As many of you will have spotted, I’m rubbish at posting things on my blog. But at this point in the game, I have to just accept that a leopard isn’t going to change its spots. However, I’ve decided to post today because I’ve just been to the TESOL-SPAIN Annual Convention in Salamanca, where I talked about an issue that has occupied a lot of my thinking over the past few years. I’m referring to intelligibility (and yes, I do think from time to time!).
The unwritten goal of pronunciation teaching throughout a large part of the 20th century was native-speakerness. Progress even in sophisticated international exams was usually measured in the presence/absence of any L1 phonological features in the speaker’s accent in English. Success was the total elimination of all L1 transfer.
The 2018 CEFR update, however, has re-written the descriptors for phonological control entirely, and has eliminated all references to native-speakerness in learners’ accents on the grounds that:
… the phonological control of an idealised native speaker has traditionally been seen as the target, with accent being seen as a marker of poor phonological control. The focus on accent and on accuracy instead of on intelligibility has been detrimental to the development of the teaching of pronunciation.
Major exam boards have not been slow to spot this shift away from native-speakerness and towards intelligibility, and all of them now reference a candidate’s intelligibility in speaking tests, rather than how much they sound like a native speaker. And all of them had shifted to intelligibility long before the CEFR was updated. (See the CEFR 2018 Companion Volume).
But what has made me uncomfortable at times, is the growing doubt as to whether or not we are all referring to the same thing when we say that a speaker is intelligible.
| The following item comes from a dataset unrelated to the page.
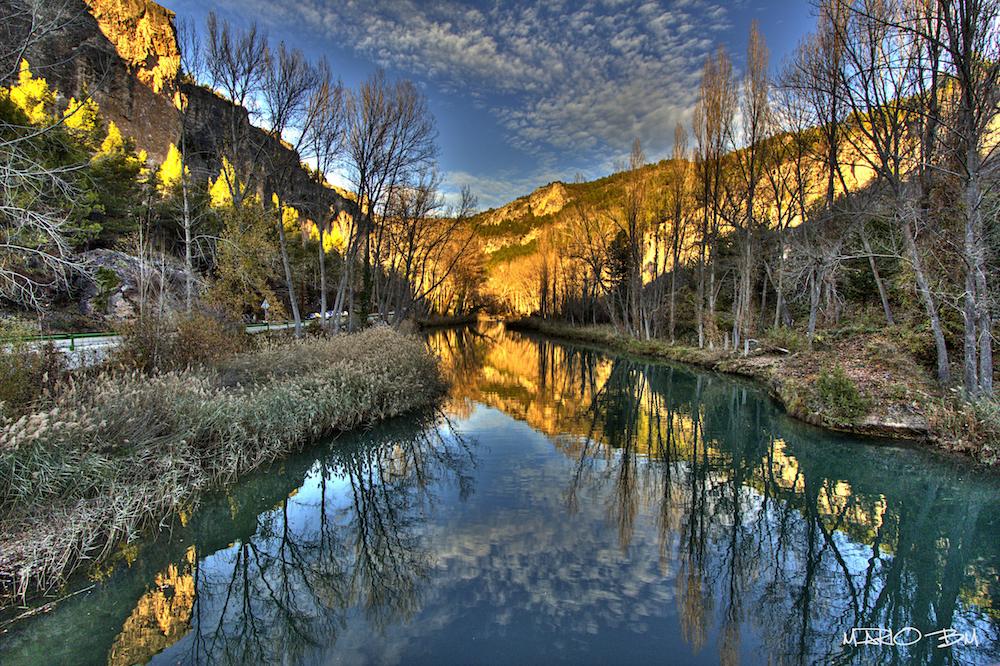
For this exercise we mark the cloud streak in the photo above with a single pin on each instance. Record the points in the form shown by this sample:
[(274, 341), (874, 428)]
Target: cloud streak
[(569, 83)]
These doubts led me to making intelligibility the central theme of my session in Salamanca.
I started the session by explaining in some detail the reasoning for this significant CEFR change in pronunciation goals, and then moved on to look at the term ‘intelligibility’ in depth. On first encounter the term appears to be self-explanatory, but closer examination reveals that it is not without its difficulties. Is intelligibility objective? Can it be measured in ways that are easy to reproduce and carry through into classroom practice? What is the relationship between intelligibility and comprehensibility, or between intelligibility and accent? Is there any difference between intelligibility when using English with its native speakers and intelligibility for international (lingua franca) communication? And how can intelligibility be taught and learned in classrooms around the world?
These were the questions I asked in Salamanca, and hopefully answered. The presentation I used can be viewed here:
Still got doubts? I’m not surprised. This is an essential but complex issue in 21st century ELT.